Even if the contours of her thoughts are allotted relatively few paragraphs, Lady Arabella is one of literature's vilest creations. No one is surprised that her looks have the baleful sleekness and refinement of nature's most devilish predators, nor that her history with these lands – the ancient pagan Kingdom of Mercia, we are duly informed – seems to stretch as far back as that of dear old Edgar. Lady Arabella develops two mortal foes in the course of her attempts to get the very wealthy Edgar to marry her and forgive the mounting debts of her freshly deceased ex-husband: Oolanga, Caswall's ferocious and calculating African man-at-arms, and Sir Nathaniel de Salis, diplomatist, scholar, and President of the Mercian Archaeological Society. Sir Nathaniel is also necessarily somewhat of an expert on the local occult, making him a dramatic counterpart to this famed doctor. The diplomatist will consult regularly with Adam and smartly keep his distance from Lady Arabella, about whom he weaves theory and odd fact into terrible conclusions, but Oolanga cannot seem to let the woman out of his sight. Perhaps it is owing to her excitement at the portage to and fro of an old family chest said to contain "the secrets of Mesmer" himself; perhaps to the simple intuition that once Lady Arabella has Edgar and his rapidly declining mental health in her power, neither Caswall nor his new wife will have any use for an erstwhile witch doctor. Luck will be pressed, as well as a few triggers (rarely outside of modern noir novels does one find so many references to concealed revolvers), and unfortunately for some, most of the village is quite out of earshot.

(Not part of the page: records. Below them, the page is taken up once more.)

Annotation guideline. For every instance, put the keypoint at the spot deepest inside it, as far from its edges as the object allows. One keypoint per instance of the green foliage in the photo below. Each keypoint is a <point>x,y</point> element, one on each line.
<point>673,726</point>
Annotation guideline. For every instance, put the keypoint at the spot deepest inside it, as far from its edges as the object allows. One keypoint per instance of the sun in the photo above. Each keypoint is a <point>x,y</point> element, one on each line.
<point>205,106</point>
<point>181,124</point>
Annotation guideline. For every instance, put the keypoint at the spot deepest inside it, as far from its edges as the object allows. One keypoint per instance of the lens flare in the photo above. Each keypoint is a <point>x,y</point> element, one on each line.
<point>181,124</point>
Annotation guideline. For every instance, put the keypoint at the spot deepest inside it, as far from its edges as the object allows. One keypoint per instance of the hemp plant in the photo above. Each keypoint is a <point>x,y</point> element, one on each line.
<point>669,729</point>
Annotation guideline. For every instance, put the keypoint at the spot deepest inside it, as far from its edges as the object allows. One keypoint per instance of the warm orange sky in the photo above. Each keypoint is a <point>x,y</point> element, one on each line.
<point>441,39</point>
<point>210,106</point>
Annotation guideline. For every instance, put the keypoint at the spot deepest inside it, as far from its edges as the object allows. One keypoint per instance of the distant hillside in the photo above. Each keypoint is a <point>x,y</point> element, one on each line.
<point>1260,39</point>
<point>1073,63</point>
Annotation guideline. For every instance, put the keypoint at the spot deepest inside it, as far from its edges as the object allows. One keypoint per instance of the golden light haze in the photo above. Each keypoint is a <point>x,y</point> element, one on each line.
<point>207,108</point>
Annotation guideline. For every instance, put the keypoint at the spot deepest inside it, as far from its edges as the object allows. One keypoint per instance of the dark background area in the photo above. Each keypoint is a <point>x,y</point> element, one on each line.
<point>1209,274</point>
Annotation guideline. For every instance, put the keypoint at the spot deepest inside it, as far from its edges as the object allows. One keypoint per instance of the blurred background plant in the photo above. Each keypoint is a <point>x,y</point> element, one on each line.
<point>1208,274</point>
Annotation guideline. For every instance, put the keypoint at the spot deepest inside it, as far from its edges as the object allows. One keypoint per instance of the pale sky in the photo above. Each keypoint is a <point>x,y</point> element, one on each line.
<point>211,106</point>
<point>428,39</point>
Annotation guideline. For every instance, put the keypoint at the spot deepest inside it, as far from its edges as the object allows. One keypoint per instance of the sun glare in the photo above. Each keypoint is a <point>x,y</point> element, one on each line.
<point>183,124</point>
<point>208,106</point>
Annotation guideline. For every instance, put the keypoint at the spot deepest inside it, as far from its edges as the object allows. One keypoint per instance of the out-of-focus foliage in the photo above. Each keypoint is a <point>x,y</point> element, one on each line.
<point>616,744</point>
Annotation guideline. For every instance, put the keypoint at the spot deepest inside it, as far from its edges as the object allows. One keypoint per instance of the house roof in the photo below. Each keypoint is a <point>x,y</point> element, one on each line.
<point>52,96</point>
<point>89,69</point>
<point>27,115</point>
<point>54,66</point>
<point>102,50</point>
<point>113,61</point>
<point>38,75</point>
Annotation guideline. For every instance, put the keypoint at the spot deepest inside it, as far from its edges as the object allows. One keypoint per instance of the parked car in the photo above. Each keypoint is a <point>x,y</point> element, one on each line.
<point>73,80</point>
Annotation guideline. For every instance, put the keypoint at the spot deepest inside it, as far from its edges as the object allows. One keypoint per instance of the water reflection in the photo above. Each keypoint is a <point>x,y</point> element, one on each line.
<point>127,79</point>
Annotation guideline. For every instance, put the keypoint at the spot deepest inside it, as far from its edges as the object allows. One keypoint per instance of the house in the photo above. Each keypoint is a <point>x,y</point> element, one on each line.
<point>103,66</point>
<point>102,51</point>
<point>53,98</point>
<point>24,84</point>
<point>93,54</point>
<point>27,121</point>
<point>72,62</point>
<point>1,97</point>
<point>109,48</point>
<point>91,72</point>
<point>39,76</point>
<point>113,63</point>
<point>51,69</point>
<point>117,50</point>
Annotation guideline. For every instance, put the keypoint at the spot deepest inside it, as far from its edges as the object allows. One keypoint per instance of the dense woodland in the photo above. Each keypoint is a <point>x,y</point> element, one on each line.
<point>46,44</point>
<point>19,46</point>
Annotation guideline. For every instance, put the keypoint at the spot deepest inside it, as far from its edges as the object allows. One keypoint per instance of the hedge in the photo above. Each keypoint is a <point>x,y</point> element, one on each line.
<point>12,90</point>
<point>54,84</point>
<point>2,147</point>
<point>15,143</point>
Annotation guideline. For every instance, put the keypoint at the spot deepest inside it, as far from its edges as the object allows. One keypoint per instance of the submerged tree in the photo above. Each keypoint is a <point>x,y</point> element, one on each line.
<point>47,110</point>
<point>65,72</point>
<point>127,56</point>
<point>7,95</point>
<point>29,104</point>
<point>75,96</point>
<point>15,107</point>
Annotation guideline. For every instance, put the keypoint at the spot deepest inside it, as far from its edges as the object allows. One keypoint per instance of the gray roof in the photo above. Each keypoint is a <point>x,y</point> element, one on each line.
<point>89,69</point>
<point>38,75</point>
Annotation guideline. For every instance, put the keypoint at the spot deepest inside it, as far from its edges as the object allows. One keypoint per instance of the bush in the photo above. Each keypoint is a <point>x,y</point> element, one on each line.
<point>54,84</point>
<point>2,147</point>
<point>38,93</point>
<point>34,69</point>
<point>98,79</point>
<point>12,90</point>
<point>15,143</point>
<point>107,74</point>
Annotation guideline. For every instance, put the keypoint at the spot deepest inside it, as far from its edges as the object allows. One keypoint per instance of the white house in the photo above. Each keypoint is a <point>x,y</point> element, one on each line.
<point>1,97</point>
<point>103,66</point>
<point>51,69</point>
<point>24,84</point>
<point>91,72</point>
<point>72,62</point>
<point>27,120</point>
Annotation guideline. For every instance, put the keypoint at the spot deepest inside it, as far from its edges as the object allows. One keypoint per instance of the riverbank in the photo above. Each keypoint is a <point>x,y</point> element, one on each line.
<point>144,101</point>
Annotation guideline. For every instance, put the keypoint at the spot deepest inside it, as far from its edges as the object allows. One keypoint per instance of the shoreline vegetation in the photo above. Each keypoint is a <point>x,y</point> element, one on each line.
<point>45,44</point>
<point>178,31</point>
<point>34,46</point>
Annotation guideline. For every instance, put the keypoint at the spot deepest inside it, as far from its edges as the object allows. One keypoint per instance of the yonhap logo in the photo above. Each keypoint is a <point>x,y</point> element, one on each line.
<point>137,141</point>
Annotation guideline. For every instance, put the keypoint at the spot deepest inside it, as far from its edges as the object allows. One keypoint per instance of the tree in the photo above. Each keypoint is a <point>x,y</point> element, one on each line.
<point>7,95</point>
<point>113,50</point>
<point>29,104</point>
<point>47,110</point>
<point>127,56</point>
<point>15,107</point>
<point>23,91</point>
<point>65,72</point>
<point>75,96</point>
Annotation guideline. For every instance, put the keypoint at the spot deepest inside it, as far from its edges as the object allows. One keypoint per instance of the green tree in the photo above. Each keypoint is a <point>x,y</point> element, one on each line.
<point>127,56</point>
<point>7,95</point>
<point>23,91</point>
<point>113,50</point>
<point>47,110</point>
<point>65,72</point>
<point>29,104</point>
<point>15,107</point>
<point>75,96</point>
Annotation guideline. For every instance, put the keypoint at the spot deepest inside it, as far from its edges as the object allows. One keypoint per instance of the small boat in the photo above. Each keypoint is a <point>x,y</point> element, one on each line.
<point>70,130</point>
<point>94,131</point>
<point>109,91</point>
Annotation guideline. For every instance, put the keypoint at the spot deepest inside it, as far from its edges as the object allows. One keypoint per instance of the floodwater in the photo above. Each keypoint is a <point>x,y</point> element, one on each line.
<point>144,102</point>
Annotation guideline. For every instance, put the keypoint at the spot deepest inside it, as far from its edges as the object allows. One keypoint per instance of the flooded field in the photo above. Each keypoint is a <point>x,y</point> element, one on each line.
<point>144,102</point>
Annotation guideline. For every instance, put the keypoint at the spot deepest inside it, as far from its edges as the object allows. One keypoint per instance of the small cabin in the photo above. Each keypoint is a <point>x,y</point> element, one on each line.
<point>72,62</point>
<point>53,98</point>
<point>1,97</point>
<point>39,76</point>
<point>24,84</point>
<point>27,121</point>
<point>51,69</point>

Modern readers will surely be repulsed at some of the characterizations of women, and, especially, of dark-skinned Africans, but the novel does not make our man-at-arms into anything more than a vulgar mercenary, which, if he's supposed to be friendly with Edgar Caswall, is well in keeping with the personalities of both villains. What is more, almost all the deprecations directed at him come from an even more abhorrent source. Lair of the White Worm may never be counted among Stoker's masterpieces, but it contains a fullness and ease that eluded many of his earlier works. Sumptuous lines, sometimes on the most banal of topics, are strewn on every page ("He found Sir Nathaniel in the study having an early cup of tea, amplified to the dimensions of possible breakfast"; "He was on the high road to mental disturbance"; "The rest and sleep in ignorance would help her and make a gap between the horrors"; "I don't believe in a partial liar. This art does not deal in veneer"). The storytelling vacillates at the natural unevenness of oral narrative, and confusion over some of the details forces the careful reader to retreat and verify just as a rapt listener would have asked a speaker to revisit a certain scene. Praise should likewise be accorded for the restraint through which our eponymous reptile crawls, literally and figuratively, to the surface towards all the other players. There is also an almost understated deduction that begins with, "if we followed it out" and ends with "is a snake." Even in books of this subject matter, logic has no true peer. And some islands, we remember, don't have snakes for a reason.